Kalimpong's attractions include three monasteries, a couple of solidly built
churches, an excellent private library for the study of Tibetan and Himalayan
language and culture, a sericulture, orchid nurseries and fine views over the
surrounding countryside. Although not many travellers bother to visit
Kalimpong, there's enough here to keep you occupied for a couple of days, and
for the energetic there's some good trekking. The most interesting part of a
trip to Kalimpong is the journey there from Darjeeling via the Teesta River
bridge. If you have no permit for Sikkim then the town is worth visiting just
for the journey.
Places of Interest
Gompas: Established in 1922, the Tharpa Choling Gompa belongs to the Yellow
Hat Sect of Tibetan Buddhism, founded in the Tibet in the 14th century and to
which the Dalai Lama belongs. It's a 40 minute walk from town; take the path
to the right off KD Pradhan Rd, just before the Milk Collection and Extension
Wing Building.
Lower down the hill, the Thongsa Gompa, of Bhutanese Monastery, is the oldest
monastery in the area and was founded in 1692. The present building is not so
old - the original was destroyed by the Gurkhas in their rampage across Sikkim
before the arrival of the British. Zong Dog Palri Fo-Brang Gompa, five km
south of the town centre at the end of the ridge, was built in the mid - 1970s
at Durpin Dara Hill and was consecrated by the Dalai Lama. There are
impressive wall paintings in the prayer room, and a rare three dimensional
mandala upstairs. Mountain views are good from Durpin Dara Hill. This area is
a big military camp, but you are free to walk or drive through it.

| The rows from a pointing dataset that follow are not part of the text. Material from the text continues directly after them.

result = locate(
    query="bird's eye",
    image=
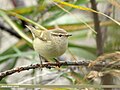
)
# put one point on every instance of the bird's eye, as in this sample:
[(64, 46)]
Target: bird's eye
[(60, 35)]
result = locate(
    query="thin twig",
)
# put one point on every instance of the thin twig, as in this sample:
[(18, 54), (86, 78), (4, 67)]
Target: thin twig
[(97, 29), (53, 65)]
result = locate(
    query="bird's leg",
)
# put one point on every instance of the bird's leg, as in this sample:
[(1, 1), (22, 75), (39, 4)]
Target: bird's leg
[(57, 61)]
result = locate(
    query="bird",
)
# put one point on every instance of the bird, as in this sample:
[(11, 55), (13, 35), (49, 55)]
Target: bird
[(49, 44)]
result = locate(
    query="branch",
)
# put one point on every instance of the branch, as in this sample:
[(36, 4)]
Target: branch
[(97, 29), (53, 65)]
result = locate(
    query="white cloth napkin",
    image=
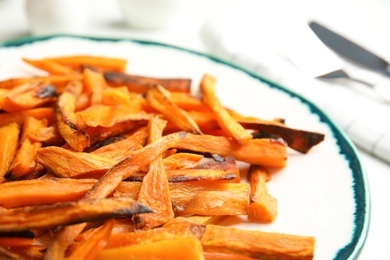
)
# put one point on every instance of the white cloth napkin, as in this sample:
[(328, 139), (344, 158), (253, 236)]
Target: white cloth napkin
[(248, 43)]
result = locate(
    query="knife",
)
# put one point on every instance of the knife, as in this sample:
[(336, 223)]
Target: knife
[(350, 50)]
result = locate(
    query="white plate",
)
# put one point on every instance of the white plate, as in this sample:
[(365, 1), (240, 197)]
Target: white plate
[(323, 193)]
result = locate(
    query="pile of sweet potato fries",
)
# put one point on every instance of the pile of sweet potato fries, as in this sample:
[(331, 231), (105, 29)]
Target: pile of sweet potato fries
[(97, 163)]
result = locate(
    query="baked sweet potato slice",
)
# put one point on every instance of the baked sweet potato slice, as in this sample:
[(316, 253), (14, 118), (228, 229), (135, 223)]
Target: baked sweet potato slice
[(154, 192), (123, 148), (94, 83), (141, 84), (225, 121), (20, 116), (79, 62), (27, 96), (43, 191), (49, 216), (189, 197), (184, 248), (297, 139), (108, 116), (263, 207), (24, 160), (159, 98), (71, 164), (257, 244), (266, 152), (65, 118), (173, 231), (91, 247), (107, 184), (8, 147)]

Bhutan : From Kalimpong it is possible to visit Phuntsholing, just over the
Bhutanese border, without a visa. There's a daily bus to Jaigaon, on the
Indian side of the border, which leaves at 8.30am. There are hotels and
guesthouses at Phuntsholing, but not Jaigaon.
Lava: About 30km to the east of Kalimpong, is a small village with a small
gompa. Tuesday is market day, and a good time to visit. There's a Forest Rest
House buses and jeeps run regularly from Kalimpong. Kaffer is another small
village east of Kalimpong, and it also has a Forest Rest House. Both of these
places can be visited on treks from Kalimpong.
Teesta Bazaar: 16km from Kalimpong and where the road divides for Darjeeling
and Silliguri, is becoming a centre for white water rafting activities.
Samco Ropeway: A chairlift installed by the Swedish as part of an aid programme to help villagers cross the Teesta River. If the idea of dangling
from a piece of wire 30m above the water doesn't entice, give this a miss -
it's definitely not for vertigo sufferers or heart patients! The ropeway is on
the main Silliguri to Gangtok road, at a place known locally as 27th Mile.